Fittingly for such weighty themes, Interbellum takes an experimental route, the sound operating as a kind of analogy for the complexity and strangeness of human experience. “Apocalyptic imagery—real, imagined and figurative—permeates the album, and the instrumentation follows suit, warping, distorting and folding on itself,” Mattar explains. “The record plays like a broken music box, its kaleidoscopic melodic songs disjointed and smeared by noise, dissonance and processed sounds.”
Opening track ‘Distortion’ makes this clear both in sound and lyrics, opening with intimate, stripped back folk that grows misshapen, ending as distorted drone. “Feel it all slipping,” Mattar sings, and it is easy to follow him. “Unraveling once again.” The idea of deterioration is one of the persistent features of what is an otherwise diverse album, from the upbeat indie rock swagger of ‘Another Day’ and ‘It’s All Over’ to the nostalgic ‘Ready to Dissolve’ and morose ‘First Light’, the songs continually threaten to break apart and denature, as though some great force is straining their very structure.

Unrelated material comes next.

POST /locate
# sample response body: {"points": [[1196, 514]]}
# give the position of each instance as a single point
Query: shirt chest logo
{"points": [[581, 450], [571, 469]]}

‘Ink’ opens like a toy-box lullaby, kicking into slow, shuffled life with a near clockwork rhythm. The effect is that of a music box grown sentient, breaking from the programmed jingle to communicate more sincerely, with human heart. The lyrics deal with the accumulation of the past—items and objects, images and snippets of remembered moments—a mass of discrete things with which we must build the mosaic of our memory.
“well that’s where it started
and I guess that’s how it ends
rummaging through mystical ruins
rescuing tokens of friendships lostif the past is a jigsaw puzzle
these are its pieces lying about
I’ve kept restaurant bills and ticket stubs
but most of the ink has rubbed out”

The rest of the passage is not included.